Two broch towers, standing more than 10 metres high, with well preserved structural features. Set in beautiful surroundings. Twin brochs
Brochs are unique to Scotland. In pretty Gleann Beag (‘the little glen’), just south of Glenelg village, two of these towers stand within sight of each other. Dun Telve and Dun Troddan are 2,000-year-old Iron Age structures (the word dun means ‘fort’).
They are among the four best preserved brochs in Scotland, along with <Mousa> in Shetland and <Dun Carloway> in Lewis. But whereas Mousa and Dun Carloway stand in splendid isolation, Dun Telve and Dun Troddan stand barely 500m apart. No one today knows why.
Dun Telve: evidence of construction
This broch is over 20m in diameter and the portion that still stands is about 10m high. Behind the narrow, west-facing entrance doorway, a 5m-long passage leads into the interior.
Along the passage is a small side-chamber, sometimes called a ‘guard cell’. The door (now missing) within the passage was well secured by a bar hole in the wall, just as in a medieval castle.
The section left standing gives a perfect cross-section to show how brochs were constructed. The two concentric drystone walls are tied together by large horizontal slabs. These slabs also form the floors of the narrow galleries between.

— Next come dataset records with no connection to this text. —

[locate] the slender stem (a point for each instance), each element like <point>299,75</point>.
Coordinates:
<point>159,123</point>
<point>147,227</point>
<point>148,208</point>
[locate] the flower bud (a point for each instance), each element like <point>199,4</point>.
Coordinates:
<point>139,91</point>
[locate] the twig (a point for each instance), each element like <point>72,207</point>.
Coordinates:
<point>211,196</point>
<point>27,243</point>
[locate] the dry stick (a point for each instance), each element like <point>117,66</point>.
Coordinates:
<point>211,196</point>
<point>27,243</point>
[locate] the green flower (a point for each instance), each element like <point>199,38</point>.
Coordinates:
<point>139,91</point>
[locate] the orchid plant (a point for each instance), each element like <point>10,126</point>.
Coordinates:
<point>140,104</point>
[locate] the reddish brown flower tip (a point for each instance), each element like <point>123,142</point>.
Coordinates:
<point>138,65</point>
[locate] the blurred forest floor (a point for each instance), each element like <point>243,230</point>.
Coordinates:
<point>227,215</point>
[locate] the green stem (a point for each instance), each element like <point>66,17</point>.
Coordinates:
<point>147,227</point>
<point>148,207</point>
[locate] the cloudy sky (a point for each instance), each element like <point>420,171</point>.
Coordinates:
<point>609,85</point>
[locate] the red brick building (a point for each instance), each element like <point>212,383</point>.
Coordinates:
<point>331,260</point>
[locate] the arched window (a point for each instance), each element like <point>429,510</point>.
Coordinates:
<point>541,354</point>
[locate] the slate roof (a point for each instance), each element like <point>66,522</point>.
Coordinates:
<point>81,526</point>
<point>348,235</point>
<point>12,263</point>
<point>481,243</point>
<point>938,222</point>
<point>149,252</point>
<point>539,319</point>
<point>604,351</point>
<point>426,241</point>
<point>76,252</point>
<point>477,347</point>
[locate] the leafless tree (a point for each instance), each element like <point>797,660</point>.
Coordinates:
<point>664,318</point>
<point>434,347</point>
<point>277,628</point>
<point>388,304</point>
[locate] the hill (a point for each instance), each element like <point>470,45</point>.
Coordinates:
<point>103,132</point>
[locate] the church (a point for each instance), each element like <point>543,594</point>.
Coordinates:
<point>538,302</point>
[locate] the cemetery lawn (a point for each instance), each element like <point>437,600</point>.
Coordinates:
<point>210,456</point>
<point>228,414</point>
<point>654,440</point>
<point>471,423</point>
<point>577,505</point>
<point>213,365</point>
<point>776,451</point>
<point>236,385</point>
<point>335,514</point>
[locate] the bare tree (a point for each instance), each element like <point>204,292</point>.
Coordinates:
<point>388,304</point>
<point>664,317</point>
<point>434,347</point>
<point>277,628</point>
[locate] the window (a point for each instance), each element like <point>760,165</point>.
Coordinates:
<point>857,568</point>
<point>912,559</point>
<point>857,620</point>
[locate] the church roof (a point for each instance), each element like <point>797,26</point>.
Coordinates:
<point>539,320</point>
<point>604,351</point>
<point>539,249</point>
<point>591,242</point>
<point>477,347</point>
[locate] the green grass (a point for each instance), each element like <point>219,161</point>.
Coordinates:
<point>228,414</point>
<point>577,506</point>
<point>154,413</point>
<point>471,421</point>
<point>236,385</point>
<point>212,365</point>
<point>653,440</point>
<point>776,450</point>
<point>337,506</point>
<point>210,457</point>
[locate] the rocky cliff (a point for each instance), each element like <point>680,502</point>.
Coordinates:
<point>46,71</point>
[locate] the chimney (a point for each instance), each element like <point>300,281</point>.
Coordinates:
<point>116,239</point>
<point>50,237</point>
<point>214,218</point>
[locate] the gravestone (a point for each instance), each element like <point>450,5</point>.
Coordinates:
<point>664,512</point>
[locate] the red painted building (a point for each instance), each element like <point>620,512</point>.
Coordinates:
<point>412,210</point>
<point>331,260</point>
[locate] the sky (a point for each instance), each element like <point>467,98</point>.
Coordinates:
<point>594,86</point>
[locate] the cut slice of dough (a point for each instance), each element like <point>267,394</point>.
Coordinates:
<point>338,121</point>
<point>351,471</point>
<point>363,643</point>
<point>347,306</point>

Access up the tower is by a winding stone stair, and openings at intervals once gave access to the upper floors. The presence of two horizontal stone ledges, or scarcements, up the height of the surviving section suggests that there were two upper floors. The top floor would have been around 9m above ground level.
Dun Troddan: evidence of occupation
This broch is the better preserved of the two but does not reach quite as high. It has features now missing from Dun Telve. These include, in the floor, a number of holes for upright posts and a hearth. Built into the hearth is a broken quern-stone (for grinding corn).

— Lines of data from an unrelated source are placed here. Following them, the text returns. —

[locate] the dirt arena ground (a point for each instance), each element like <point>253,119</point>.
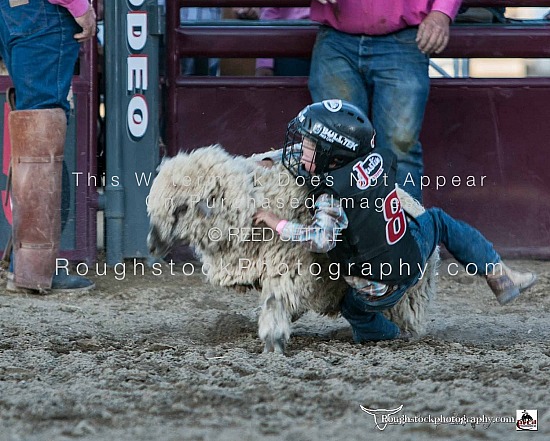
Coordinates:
<point>171,358</point>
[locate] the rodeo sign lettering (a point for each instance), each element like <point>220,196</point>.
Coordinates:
<point>136,32</point>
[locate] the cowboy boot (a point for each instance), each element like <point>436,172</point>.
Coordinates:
<point>509,283</point>
<point>37,138</point>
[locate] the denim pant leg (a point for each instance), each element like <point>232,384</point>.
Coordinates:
<point>463,241</point>
<point>399,73</point>
<point>367,323</point>
<point>40,53</point>
<point>387,77</point>
<point>334,71</point>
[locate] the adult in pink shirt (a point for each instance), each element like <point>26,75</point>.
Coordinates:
<point>39,42</point>
<point>375,54</point>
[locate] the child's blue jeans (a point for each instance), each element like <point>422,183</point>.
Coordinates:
<point>434,226</point>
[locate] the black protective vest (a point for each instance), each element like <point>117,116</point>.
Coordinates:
<point>378,233</point>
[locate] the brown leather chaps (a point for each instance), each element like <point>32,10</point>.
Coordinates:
<point>37,142</point>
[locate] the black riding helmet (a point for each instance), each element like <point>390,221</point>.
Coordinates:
<point>341,132</point>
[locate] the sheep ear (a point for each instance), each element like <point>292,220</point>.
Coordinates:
<point>203,207</point>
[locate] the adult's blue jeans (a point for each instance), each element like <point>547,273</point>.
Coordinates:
<point>431,228</point>
<point>40,52</point>
<point>387,77</point>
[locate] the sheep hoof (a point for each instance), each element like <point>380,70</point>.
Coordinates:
<point>276,345</point>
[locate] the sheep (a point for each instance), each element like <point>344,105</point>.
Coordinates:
<point>207,198</point>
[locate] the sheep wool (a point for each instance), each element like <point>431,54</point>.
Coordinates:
<point>207,199</point>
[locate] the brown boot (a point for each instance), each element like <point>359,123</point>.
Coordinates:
<point>37,142</point>
<point>509,284</point>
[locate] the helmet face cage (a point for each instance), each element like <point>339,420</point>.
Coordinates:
<point>341,133</point>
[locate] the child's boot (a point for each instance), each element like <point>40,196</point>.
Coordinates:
<point>509,283</point>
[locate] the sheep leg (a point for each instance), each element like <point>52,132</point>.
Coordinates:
<point>274,325</point>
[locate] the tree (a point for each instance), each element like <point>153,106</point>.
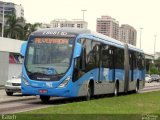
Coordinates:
<point>14,26</point>
<point>29,28</point>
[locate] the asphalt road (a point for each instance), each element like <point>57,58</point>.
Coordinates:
<point>19,103</point>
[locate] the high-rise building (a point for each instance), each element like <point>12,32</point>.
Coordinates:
<point>76,23</point>
<point>127,34</point>
<point>10,8</point>
<point>108,26</point>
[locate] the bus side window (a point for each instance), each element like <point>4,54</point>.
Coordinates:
<point>80,65</point>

The general view is that this ground floor was the main living area. But look at the encircling wall. It is poorly finished at this lower level compared to the upper levels. Could this ground-floor area once have held the animals, with the residents on the upper floors?
This would draw comparison with the later Viking longhouses, which also had animals living in with humans.
- The situation – in a very pleasant wooded glen a short distance inland from the Sound of Sleat.
- The towers – clamber up and through the narrow galleries to the wall tops and admire the views.
- The mystery - contemplate what life must have been like within and around these towers in their heyday, 2,000 years ago.